A very specific guy, in fact — a friend of a friend who'd given me his Steam login information because he didn't use his account. I didn't even realize that I was logging hours on borrowed time; around 2006, the account's owner changed his password and locked me out for good. After all, it had never really been "my" account – and as far as the Steam gameplay records were concerned, I was never even the one playing.
At the time, this type of login exchange didn't seem so strange; digital game marketplaces were relatively new, and I was used to loaning my friends physical copies of games and systems. Now that I had to create a Steam account of my own, though, I ran up against a brand new problem: did I have to game as myself?
Life in the dark ages
I didn't much like having to be myself in real life. My grasp on gender politics in high school and college could be summarized as "I don't want to talk about it," and that sentiment came from a place of deep shame. My guy friends often gamed without me, despite my begging to be included.
When I once asked a friend why he never invited me to his LAN parties, he told me he didn't want to "make things weird" for the other guys, or to make any of his female friends jealous.
"We really just want to focus on gaming," he said. "We can't have a bunch of girls there." I tried dressing in men's clothes, swearing more often, drinking whiskey, and wearing my hair short... but I was still a joke to them.
In the digital landscape of gaming, I could hide. No one knew I was a diminutive teen girl with acne and greasy hair. I didn't want to stand out or be an impressive hero – I just wanted to blend in, something that I'd never managed to do at school or even with my supposed guy friends. I wanted to be part of the group, to follow the crowd, to go unnoticed. So I became someone else.
At that age, I didn't really get why I felt like I had to play as a guy in order to avoid notice. I only knew that women allegedly didn't play games — or at least, that I never saw them playing games. But since that time, I've met countless other women who admit they play off-mic only, with gender-ambiguous handles – thereby escaping the scrutiny they receive in public gaming spaces.
Gaming's virtual hangouts have a particular culture that revolves around a shared sense of identity, even though these identities are constructed and calculated. We all want to fit in, and many of us have struggled with fitting in elsewhere – so we follow the status quo of our chosen gaming environment. The result is an undulating ouroboros of outcasts, each of us approximating "coolness" for one another.
Anonymity gets a bad rap, but it also can provide a safety net for people who want to escape scrutiny and harassment. My fake identity allowed me to embrace the games that I really liked, even though they weren't the types of games that I was "expected" to play. What's more, I could enjoy these games without anybody claiming I only did it for the attention – especially considering I wanted just the opposite.
The silent price of anonymity
My lifelong project of fitting in to gaming's various online landscapes may have allowed me to play the games I loved, but it's largely left me feeling like an imposter, not a card-carrying member. I learned that the best way to fit into gaming spaces online was to be silent and invisible. That was enough to satisfy my friendship-starved high school self, but present-day Maddy? Not so much.

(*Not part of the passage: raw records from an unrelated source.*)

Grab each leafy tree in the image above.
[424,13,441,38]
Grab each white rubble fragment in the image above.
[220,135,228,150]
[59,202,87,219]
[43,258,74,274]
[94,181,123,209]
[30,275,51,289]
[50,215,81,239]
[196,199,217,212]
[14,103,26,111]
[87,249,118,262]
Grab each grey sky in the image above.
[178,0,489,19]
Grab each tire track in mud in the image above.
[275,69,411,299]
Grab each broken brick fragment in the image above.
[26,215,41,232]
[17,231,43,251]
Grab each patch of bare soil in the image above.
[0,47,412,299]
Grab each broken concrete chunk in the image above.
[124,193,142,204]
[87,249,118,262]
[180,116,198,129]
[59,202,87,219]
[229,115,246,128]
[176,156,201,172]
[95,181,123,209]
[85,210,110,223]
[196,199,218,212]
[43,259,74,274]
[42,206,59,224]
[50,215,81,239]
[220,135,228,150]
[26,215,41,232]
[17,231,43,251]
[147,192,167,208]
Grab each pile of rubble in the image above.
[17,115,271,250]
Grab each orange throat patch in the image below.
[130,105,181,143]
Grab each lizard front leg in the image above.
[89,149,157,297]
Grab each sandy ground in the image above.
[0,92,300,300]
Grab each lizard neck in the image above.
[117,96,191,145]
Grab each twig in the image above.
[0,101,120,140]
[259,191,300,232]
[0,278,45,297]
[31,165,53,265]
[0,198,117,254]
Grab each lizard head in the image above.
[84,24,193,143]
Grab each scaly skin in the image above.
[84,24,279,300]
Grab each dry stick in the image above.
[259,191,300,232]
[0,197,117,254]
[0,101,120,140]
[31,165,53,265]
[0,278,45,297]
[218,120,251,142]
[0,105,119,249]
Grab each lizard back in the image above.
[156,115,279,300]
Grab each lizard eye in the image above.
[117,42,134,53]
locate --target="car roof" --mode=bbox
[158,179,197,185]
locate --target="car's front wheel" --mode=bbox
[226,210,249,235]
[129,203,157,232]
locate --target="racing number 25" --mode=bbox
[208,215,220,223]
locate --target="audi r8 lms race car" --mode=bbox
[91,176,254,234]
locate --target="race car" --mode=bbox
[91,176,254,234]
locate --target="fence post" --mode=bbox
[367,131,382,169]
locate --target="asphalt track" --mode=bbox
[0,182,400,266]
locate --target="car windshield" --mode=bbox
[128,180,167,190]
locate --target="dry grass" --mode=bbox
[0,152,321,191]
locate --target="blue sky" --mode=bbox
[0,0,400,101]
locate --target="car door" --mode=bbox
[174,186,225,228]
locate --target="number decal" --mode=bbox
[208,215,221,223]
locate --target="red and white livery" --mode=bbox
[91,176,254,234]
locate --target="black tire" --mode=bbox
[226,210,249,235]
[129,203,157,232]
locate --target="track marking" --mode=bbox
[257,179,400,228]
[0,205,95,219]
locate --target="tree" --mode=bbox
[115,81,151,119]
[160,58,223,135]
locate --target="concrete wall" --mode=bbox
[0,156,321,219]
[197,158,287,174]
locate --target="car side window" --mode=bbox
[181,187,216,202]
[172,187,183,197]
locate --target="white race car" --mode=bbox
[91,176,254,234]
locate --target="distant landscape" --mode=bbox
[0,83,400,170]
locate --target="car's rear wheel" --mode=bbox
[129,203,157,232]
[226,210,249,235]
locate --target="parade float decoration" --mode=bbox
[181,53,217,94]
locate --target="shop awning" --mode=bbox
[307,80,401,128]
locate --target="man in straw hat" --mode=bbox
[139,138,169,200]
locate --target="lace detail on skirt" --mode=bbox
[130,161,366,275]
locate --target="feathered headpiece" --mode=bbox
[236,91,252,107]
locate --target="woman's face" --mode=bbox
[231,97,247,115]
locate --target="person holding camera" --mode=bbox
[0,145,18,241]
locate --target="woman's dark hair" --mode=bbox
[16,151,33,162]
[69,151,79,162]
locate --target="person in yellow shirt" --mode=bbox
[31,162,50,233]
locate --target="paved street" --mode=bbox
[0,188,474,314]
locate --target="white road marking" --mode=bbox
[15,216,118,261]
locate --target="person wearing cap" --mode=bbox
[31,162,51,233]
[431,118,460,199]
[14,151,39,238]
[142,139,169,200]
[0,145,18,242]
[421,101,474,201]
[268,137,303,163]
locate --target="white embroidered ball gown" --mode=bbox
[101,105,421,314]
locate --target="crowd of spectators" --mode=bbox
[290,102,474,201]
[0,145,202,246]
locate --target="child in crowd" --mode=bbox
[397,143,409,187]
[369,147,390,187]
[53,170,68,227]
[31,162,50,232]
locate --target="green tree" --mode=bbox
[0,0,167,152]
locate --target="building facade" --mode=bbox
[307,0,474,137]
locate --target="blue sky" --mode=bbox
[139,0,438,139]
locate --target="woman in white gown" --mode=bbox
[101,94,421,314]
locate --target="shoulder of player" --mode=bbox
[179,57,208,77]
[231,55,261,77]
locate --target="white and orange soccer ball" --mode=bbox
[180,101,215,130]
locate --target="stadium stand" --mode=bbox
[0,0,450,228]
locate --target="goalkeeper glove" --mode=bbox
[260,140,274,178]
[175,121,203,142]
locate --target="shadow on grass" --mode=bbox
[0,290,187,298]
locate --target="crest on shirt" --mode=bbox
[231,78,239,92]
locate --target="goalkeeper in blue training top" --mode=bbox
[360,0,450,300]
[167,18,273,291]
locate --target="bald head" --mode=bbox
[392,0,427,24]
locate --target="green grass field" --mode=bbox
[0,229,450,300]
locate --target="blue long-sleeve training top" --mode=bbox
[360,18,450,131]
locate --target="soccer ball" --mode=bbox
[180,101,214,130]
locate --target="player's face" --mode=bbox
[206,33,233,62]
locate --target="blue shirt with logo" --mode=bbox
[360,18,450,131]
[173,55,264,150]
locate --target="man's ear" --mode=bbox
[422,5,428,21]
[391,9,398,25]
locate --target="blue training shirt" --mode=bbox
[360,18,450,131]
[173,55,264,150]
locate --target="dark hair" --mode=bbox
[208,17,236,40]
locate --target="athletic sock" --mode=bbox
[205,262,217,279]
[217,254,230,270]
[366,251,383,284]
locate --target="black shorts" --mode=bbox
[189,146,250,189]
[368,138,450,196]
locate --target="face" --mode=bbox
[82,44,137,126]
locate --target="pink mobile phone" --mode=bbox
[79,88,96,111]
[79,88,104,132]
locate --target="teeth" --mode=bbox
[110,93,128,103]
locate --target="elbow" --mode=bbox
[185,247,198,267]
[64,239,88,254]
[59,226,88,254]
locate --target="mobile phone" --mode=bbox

And yet, though I've been out of high school for over a decade, I still stay off mic in multiplayer games because I don't want to "make things weird" for the men who've felt free to talk on their microphones for decades. After all, I've seen what happens to the few women who do speak up in multiplayer matches: They get singled out, attacked, condescended, stalked... the list goes on.
Of course, the problem there isn't really anonymity: It's the lack of accountability for bad behavior, combined with the assumption that all online identities are assumed to be male unless stated otherwise.
Now, I'm not saying we should all go on mic tomorrow and have a Very Serious Conversation about gender in the Halo 4 multiplayer lobby (I mean, unless you all really want to).
But I'd like to remind the men of the multiplayer world that we never were the ones "making it weird" – that's on you. Every time you default towards using a male pronoun for your fellow players, every time you react with shock or condescension when you hear a voice or see a photo that doesn't match your expectations, every time you ask if we're really playing or if we're just on mic while a boyfriend plays, you imply that we don't belong here. You also make it clear to your silent teammates that they should keep their heads down.
Don't assume other players look like you. Tamp down your feelings of shock when you find out the truth. Just be cool.